The Spa-Francorchamps event turned in to a tyre management affair once drivers were forced to make an early switch to the hard compound during a safety car period.
Even podium finisher Max Verstappen said the afternoon had not been an enjoyable one for the cockpit, as he had to focus more on keeping his tyres alive than trying to fight Mercedes.
Race-winner Lewis Hamilton said: "It's not something I particularly enjoy. You want to be able to attack, and push-push-push-push-push, do a stop, push-push-push."
Horner thinks that races where the one-stop is the fastest strategy inevitably lead to situations where drivers go into tyre conservation mode - which is not good for entertainment.
"I think one stop races are always boring," said Horner.
"I think that you need to have two to three-stop races. I think that mixes the order up, it mixes the strategy up.
"And I think that we've always seen that one stop races, where drivers are driving under the tyre, trying to conserve the tyre, it is very tough.
"I think that you need some more variability of strategy in order to create offsets between the cars."
Asked if the best way to achieve what he wanted was with Pirelli being more aggressive with its tyre compound choices, Horner said: "In an ideal world. I think the most fundamental thing that we need to do is to increase the amount of strategies that you can go into a race with.
"Pretty much every one elected to take a one stop strategy here [in Belgium]. And that's never going to produce an exciting grand prix."
F1 race director Michael Masi, who is involved in discussions with Pirelli about its products, is not so convinced that one-stops are necessarily the cause of the problem though.
"I think it's probably a bit harsh connecting one-stop races and boring races, because I think we've seen some exciting one-stop races," he said.
"We've also seen some boring two-stop races and some exciting two-stop races. So I think from that perspective, that is not a notion I would support.

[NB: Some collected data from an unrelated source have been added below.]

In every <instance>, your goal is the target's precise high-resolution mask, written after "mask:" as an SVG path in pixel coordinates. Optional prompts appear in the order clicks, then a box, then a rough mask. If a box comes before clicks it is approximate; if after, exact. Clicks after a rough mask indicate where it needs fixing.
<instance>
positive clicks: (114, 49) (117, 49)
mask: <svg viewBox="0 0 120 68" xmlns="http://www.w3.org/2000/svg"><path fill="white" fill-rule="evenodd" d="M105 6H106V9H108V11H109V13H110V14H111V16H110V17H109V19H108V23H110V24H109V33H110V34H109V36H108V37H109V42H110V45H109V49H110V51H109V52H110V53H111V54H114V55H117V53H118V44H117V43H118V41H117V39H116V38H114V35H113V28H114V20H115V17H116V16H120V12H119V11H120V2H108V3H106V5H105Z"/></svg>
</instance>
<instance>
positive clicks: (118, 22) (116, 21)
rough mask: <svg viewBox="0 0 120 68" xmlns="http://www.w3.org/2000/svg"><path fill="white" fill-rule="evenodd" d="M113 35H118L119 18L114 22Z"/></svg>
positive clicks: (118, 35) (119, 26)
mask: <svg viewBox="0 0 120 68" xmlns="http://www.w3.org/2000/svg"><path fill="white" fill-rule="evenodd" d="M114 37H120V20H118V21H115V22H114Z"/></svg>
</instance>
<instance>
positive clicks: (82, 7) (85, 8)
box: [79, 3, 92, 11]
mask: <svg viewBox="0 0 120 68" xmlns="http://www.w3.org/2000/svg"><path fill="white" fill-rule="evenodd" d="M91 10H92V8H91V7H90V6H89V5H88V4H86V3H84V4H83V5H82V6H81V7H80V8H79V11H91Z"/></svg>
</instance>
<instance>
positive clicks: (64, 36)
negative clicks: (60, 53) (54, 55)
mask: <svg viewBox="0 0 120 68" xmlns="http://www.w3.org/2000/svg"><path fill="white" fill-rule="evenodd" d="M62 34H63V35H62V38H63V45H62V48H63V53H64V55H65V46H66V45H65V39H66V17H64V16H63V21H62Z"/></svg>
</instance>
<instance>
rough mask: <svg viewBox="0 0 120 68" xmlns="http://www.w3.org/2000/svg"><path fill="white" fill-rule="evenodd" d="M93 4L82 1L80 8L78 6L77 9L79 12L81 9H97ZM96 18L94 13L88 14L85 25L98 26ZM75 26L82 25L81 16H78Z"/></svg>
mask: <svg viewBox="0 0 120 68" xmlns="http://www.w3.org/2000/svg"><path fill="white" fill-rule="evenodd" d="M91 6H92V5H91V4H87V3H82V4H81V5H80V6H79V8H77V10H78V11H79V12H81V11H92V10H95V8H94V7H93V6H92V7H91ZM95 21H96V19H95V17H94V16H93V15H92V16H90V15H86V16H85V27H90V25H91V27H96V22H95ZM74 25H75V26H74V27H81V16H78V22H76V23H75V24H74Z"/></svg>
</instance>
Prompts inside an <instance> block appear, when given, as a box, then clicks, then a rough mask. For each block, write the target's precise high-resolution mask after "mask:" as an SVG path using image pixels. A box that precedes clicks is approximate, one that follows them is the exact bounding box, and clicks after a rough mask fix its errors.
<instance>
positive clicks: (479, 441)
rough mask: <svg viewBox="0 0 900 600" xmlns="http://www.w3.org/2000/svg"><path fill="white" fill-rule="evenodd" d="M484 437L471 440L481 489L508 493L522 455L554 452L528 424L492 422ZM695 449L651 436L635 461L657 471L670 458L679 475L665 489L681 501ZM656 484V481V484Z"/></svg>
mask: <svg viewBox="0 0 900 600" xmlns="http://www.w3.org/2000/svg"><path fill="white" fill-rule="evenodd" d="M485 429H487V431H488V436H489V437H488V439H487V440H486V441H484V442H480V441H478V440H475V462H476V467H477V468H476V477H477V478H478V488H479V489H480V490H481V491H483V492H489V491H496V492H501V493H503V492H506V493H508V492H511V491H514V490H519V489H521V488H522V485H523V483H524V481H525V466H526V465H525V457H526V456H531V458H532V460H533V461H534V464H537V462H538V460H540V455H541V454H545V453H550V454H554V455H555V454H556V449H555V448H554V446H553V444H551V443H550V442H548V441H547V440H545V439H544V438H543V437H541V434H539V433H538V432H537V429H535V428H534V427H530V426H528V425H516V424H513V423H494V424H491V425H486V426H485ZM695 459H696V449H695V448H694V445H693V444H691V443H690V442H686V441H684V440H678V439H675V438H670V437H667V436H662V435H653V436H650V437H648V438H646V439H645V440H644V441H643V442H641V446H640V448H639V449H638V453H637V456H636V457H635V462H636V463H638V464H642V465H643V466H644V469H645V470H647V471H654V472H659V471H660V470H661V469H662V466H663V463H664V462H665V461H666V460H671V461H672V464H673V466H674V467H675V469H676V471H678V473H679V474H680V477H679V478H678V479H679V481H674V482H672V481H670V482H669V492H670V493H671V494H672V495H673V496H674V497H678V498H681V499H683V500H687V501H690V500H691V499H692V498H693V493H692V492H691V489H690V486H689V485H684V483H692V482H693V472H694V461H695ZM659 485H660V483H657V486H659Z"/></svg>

"But having said that, the FIA together with Pirelli, F1, the teams and obviously the input of the drivers work together to try and fulfil a number of criteria each year, and it's no secret that Pirelli have been working closely with all of those parties.
"Mario Isola attends the drivers meetings at 4-5 events every year to give an update to the drivers and the teams of where Pirelli is at, and what they're looking to do.
"So I think the evolution of that is that we will continue working together between all of the key stakeholders with F1, the FIA, Pirelli, the drivers and the teams to have a tyre that is fit for purposes."